Most Kiwis are familiar with the term 'Scarfies”, probably for all the wrong reasons.
The term refers of course to students of Otago University and is possibly one of endearment only to the students. The community around Dunedin's world-famous university brace themselves annually for the fresh intake of young people, most of whom will become part of the culture at Otago University.
It's this culture that has been given so much negative attention in the press and it's easy to see why; a lot of it is entrenched in a vortex of drinking and disorderly behaviour.
According to Aaron Thomson, director of Student Life, there are three main reasons for this. Firstly, 85% of students are not residents of Dunedin or New Zealand and therefore, have no connection to their new community. Secondly, students congregate in a small area known as “the ghetto” which is where all their housing is located. Thirdly, most students don't have a car so they consequently hang out together and drink.
Mr Thomson says that the majority of students miss out on visiting some amazing places in and around Dunedin because they get trapped in this unhealthy culture of the ghetto. He says, “Student life is different to what the university would have them be involved in.”
It is out of this malaise that the idea of the Scarfie Card was born. As part of his role on campus, Thomson delivers a presentation to the students about the problem of alcohol, but he can now also offer a solution.
Like playing cards, there are 52 Scarfie Cards in a deck which will be given to students, free of charge. Each card showcases the beauty of Dunedin, giving students ideas of places to explore or where they can go for adventure.
The scheme is managed through a website, www.scarfiecard.co.nz and attracts two groups of people; residents who have a list of things they need help with, and students who are looking for volunteering opportunities. The catch line of the website is “Volunteering Made Simple”.
The website is a platform to create a meaningful connection between the university's 22,000 students and the 100,000 residents. It's a partnership between Student Life, Otago University Students' Association and the Dunedin City Council. Students can choose online, the task they wish to be involved in and when they would like to carry it out. They build up points for the number of hours volunteered and these can be cashed in for rewards, like ski passes and concert tickets, provided by the sponsors.
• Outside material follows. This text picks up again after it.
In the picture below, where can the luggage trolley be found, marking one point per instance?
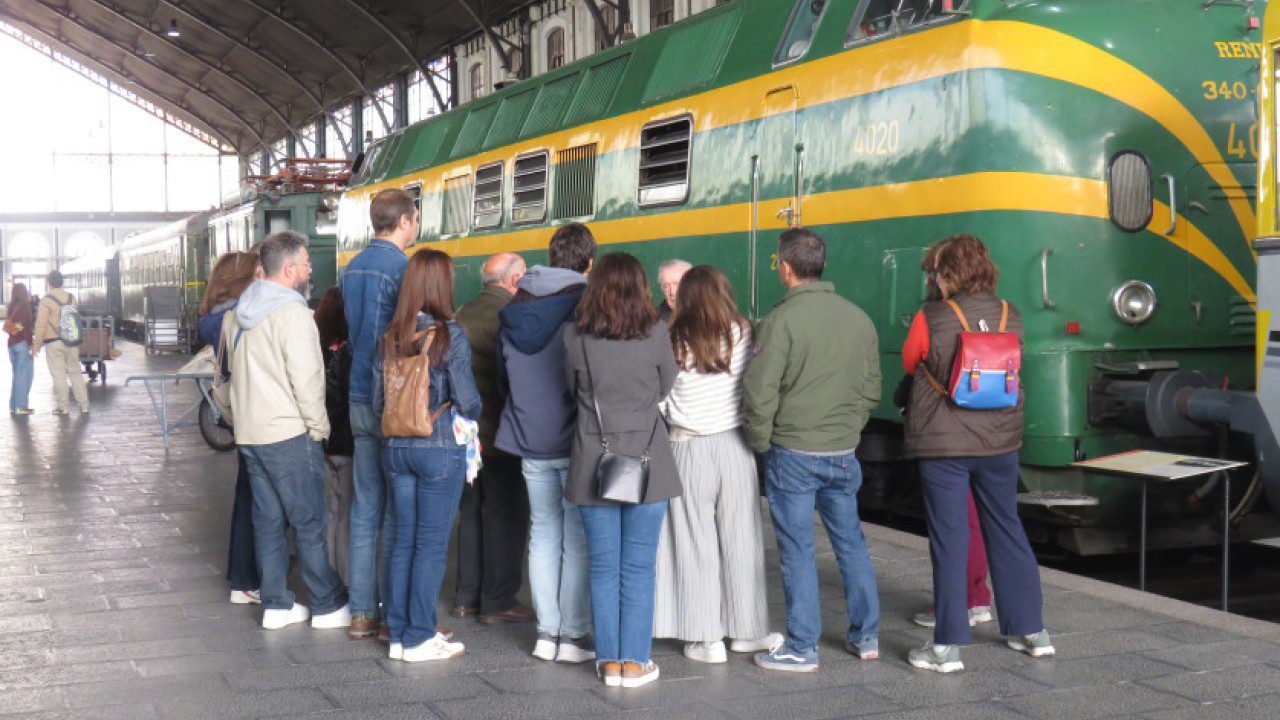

Students also build an online profile which provides feedback on their work standards. This can then be included in their employment application giving students an edge when entering the very competitive job market.
Mr Thomson says, “The scheme aims to address the disconnect on several levels, including the reputation students have of smashing and demolishing the place. We need to facilitate the opportunity to create respect between scarfies and residents.” He adds that students are less likely to cause damage when they understand that this is the residents' “home turf.”
The scheme's pilot will be launched during the university's first ten weeks, commencing with Orientation, or O week and will not be promoted as an alternative to alcohol. Rather, it will be promoted as a way of connecting with locals. The pilot will involve 500 Castle Street residents and two residential colleges, partnering with Age Concern as well as the North East Valley Project, to provide tasks.
The Scarfie Cards initiative has been very well received by Otago University who is helping fund part of the scheme as they feel it helps provide a good message to potential students.